Несколько минут Касьянов шагал молча, сосредоточенно глядя себе под ноги, словно искал что-то на дороге. Пнул с тротуара оброненную кем-то картошку. Сорвал на ходу веточку акации с распустившимися желтыми цветочками.

— Много еще у нас безобразия, — прогудел он. — Обошел я как-то всю территорию завода и прикинул, сколько у нас металлолома на земле валяется. Оказывается, почти полгода можно своим работать. А из-за недостатка железа печи простаивают. И такая меня злость взяла! Ведь ходят люди, спотыкаются. Чертыхнутся — и дальше идут. Никому дела нет. Взял и в областную газету написал. Опять скоро зашевелятся…

Вдруг что-то вспомнив, Павел снова остановился:

— Эх, черт возьми. Чуть не забыл. Мне ведь надо еще в «Дорстрой» забежать. Вчера на нашей улице одна старуха в яму попала. Еле ее оттуда вытащили. Тяжеленная такая бабка. А они трубы еще весной проложили и до сих пор не засыпают.

Касьянов подал руку Васенину.

— Бывайте здоровы, Платон Николаевич. Думаю, еще свидимся. — И неожиданно вздохнул: — Эх, точки опоры у меня еще маловато. Знаний. Сдерживает это…

— Дай таким точку опоры, — улыбнулся Платон Николаевич, — они весь мир перевернут, невзирая на технику безопасности.

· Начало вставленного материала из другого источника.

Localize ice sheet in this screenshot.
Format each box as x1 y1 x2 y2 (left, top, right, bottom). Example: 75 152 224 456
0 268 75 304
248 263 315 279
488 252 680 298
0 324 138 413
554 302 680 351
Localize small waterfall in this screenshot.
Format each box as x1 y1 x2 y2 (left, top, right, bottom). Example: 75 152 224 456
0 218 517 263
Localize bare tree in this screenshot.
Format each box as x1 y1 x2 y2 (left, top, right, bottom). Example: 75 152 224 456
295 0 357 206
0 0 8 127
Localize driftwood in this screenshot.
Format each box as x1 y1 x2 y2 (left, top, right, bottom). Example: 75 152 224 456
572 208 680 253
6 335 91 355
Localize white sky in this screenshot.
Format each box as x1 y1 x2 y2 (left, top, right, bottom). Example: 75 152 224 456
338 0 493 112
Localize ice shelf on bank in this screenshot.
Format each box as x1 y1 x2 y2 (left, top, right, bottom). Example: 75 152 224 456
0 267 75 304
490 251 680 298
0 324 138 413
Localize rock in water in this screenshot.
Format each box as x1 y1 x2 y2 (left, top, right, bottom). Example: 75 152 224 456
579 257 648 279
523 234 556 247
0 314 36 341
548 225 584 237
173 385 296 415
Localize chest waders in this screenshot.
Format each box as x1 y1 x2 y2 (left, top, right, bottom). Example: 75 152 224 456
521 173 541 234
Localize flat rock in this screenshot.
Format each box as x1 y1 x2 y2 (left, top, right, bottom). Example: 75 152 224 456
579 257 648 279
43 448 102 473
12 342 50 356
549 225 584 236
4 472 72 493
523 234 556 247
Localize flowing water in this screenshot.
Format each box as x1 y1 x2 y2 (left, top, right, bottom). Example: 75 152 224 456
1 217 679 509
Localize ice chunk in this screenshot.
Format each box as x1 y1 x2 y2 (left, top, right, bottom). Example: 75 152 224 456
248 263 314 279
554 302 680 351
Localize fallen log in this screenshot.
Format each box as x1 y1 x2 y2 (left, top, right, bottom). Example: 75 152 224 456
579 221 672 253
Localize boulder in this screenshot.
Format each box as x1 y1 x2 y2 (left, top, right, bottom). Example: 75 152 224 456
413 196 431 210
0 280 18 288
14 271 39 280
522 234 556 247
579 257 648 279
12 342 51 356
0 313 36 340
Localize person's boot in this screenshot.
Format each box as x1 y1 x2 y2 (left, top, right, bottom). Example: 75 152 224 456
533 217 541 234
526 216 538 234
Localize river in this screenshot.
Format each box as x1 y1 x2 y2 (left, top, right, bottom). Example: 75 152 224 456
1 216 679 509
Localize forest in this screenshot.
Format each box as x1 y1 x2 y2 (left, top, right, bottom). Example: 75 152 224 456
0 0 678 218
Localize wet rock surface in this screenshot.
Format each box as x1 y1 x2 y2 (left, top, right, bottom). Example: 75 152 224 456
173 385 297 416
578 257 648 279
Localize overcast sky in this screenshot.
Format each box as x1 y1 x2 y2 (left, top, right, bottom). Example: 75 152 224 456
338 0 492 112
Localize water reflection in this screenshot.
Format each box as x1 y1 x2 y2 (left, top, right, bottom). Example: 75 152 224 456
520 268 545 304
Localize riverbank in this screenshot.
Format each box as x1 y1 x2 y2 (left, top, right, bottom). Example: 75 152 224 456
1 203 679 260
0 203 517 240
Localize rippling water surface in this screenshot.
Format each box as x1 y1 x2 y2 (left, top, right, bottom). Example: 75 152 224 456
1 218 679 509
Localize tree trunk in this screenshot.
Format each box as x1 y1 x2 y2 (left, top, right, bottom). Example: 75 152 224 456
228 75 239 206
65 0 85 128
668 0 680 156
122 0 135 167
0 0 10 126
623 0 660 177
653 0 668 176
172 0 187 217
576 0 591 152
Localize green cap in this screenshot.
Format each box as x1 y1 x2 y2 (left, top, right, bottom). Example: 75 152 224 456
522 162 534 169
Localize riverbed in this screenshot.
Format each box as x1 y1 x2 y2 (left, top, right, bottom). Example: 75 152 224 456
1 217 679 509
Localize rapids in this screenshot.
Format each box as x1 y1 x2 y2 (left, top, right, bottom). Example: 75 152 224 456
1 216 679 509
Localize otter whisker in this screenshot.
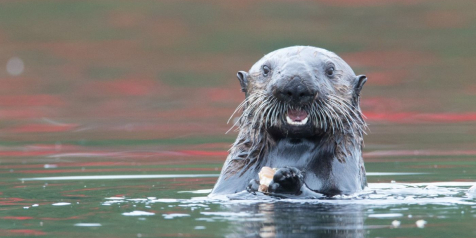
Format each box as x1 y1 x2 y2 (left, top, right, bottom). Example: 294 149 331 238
227 102 245 124
328 95 367 130
320 104 335 134
324 100 344 133
234 94 267 133
251 95 277 132
271 102 280 127
244 96 265 117
229 88 367 138
226 96 255 132
327 100 353 125
310 104 318 128
316 103 326 130
270 98 280 127
331 95 368 134
279 102 285 123
309 106 316 128
312 102 325 129
328 95 363 119
270 100 279 127
322 101 337 134
263 99 276 129
278 102 286 126
311 102 324 130
265 102 272 128
327 95 363 121
325 101 345 134
253 98 271 128
328 100 355 135
229 93 265 126
317 106 327 131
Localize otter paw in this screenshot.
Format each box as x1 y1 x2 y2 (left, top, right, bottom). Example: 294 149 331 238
246 179 260 193
268 167 304 195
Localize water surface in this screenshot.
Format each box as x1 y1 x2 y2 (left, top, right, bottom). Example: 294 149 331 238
1 0 476 237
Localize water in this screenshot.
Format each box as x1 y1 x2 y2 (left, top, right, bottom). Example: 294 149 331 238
2 145 476 237
1 0 476 237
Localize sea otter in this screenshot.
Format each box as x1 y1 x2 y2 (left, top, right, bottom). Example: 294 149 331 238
210 46 368 198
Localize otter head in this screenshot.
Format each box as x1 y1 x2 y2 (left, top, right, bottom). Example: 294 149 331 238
233 46 367 140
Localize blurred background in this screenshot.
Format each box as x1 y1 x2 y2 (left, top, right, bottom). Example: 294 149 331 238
1 0 476 237
1 0 475 152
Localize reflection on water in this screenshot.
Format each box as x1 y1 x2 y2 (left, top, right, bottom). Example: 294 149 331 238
2 157 476 237
20 174 219 181
91 181 474 237
1 132 476 238
222 203 366 238
18 172 421 181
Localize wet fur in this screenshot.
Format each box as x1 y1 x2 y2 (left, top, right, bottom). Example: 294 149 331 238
210 46 368 197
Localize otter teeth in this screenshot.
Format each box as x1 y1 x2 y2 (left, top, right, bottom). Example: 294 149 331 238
286 115 308 126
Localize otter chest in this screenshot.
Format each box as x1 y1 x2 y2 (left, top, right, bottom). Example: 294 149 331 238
263 138 331 170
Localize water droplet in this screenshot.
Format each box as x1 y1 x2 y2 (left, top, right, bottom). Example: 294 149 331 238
416 220 427 228
391 220 401 228
6 57 25 76
44 164 58 169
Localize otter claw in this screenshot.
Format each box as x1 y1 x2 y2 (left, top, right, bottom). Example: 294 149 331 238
268 167 304 195
246 179 260 193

Шлепая сандалетами, парень зашагал по дороге. А Платон Николаевич долго еще стоял на месте. Бывает в жизни так: иногда много времени проживешь с человеком рядом, а останется он чужим и далеким. Другой же как-то сразу распахнет свою душу, станет близким и долго светлым воспоминанием будет жить в памяти.

IV

Платон Николаевич наслаждался окрошкой. Квас из холодильника был ядреный, пощипывал в горле, освежал. Отодвинув пустую тарелку, Васенин прошел в комнату. Марина сидела на диване, вязала кофту для дочери. Отсчитывая петли, она беззвучно шевелила губами, будто что-то сосала. Разноцветные шерстяные клубочки попадали с дивана и раскатились по ковру, возбуждая любопытство дремавшего под столом бухарского кота. Когда какой-нибудь клубочек начинал шевелиться, кот настороженно открывал раскосые глаза, и его хвост начинал подрагивать. Но то ли мудрый возраст, то ли лень сдерживали его. Утомившись, кот блаженно потянулся, свернулся в клубок и заснул.

— Будешь отдыхать? — спросила Марина Ивановна. — Я сейчас постель разберу.

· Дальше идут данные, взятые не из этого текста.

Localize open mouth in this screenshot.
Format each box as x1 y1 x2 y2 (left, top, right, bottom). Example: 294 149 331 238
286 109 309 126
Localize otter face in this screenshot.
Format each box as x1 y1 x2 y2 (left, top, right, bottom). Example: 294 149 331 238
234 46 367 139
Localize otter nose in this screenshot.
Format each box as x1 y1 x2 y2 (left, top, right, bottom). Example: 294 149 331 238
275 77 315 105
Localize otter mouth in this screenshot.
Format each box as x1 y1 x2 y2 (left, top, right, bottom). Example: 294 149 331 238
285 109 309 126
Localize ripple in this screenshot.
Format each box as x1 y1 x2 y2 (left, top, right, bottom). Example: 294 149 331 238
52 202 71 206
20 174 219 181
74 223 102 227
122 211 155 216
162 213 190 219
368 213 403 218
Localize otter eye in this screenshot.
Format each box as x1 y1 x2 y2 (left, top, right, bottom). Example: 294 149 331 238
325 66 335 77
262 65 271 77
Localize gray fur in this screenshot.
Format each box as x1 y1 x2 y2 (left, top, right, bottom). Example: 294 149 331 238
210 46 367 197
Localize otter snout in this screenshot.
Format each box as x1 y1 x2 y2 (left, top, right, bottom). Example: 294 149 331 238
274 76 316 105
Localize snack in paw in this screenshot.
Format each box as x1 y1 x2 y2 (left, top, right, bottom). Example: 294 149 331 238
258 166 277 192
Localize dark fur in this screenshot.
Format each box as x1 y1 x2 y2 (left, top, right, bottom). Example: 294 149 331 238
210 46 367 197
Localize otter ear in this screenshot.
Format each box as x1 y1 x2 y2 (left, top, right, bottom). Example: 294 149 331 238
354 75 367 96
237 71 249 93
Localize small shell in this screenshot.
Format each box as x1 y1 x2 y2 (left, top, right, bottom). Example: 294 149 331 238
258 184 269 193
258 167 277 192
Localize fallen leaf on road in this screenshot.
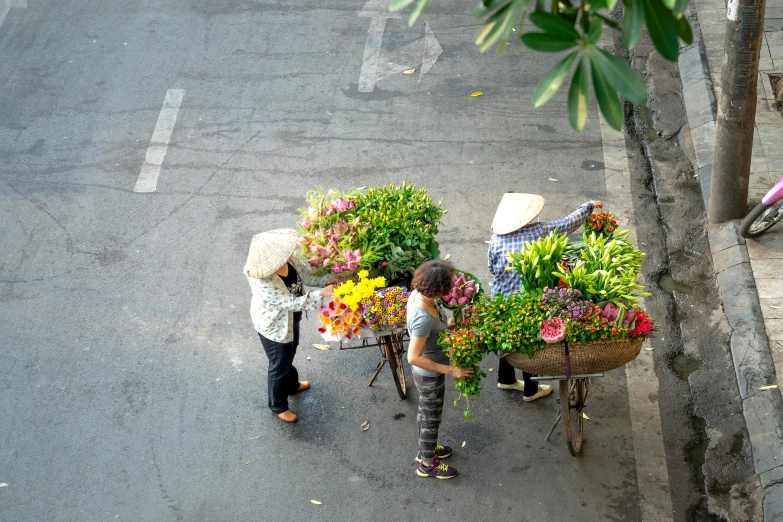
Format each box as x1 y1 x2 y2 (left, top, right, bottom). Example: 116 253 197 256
247 436 261 441
0 483 7 488
770 305 783 310
313 344 331 350
311 500 323 505
462 441 466 447
471 91 483 97
403 68 416 75
246 460 252 465
759 385 779 390
444 254 451 260
484 240 491 244
643 346 653 351
306 357 311 361
548 178 558 182
361 421 370 431
582 412 590 420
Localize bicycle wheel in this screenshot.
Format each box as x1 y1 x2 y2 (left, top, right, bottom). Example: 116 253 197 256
384 336 407 400
740 201 783 238
560 379 586 456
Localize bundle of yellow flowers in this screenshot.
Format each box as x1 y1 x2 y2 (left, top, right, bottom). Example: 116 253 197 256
333 270 386 310
316 271 386 341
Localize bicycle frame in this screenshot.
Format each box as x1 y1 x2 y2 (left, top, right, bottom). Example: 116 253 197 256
762 175 783 205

— Не надо, — ответил Васенин. — На отдых ночи хватит.

Марина Ивановна снова беззвучно зашевелила губами. Стало слышно, как постукивают, ударяясь друг о друга, спицы в руках жены да монотонно гудит застрявшая между оконными рамами синяя муха.

Васенин вышел на улицу. Ярко светило солнце. Редкие тени облаков ползли по земле, словно желая досуха протереть дороги. Парило. Истомленные зноем люди выглядели сонными. Даже воробьи притихли. Распустив крылья и раскрыв клювы, они жались под кусты.

Платон Николаевич расстегнул ворот, пошевелил лопатками, чтобы отстала от них мокрая рубашка. Этот день казался Васенину бесконечно длинным. Солнце было только в зените, и когда-то оно еще спустится…

Платона Николаевича раздражала гнетущая тишина квартиры. Раздражение не проходило даже здесь, на людной улице. Чувство недовольства собой редко появлялось у него, а появившись, не захватывало его сильно и надолго. Всегда он умел побороть это чувство усилием воли и сознанием того, что он уже немало сделал для людей. «Разве ты виноват, — говорил он себе, — что наступил пенсионный возраст? Да к тому же еще врачи признали стенокардию».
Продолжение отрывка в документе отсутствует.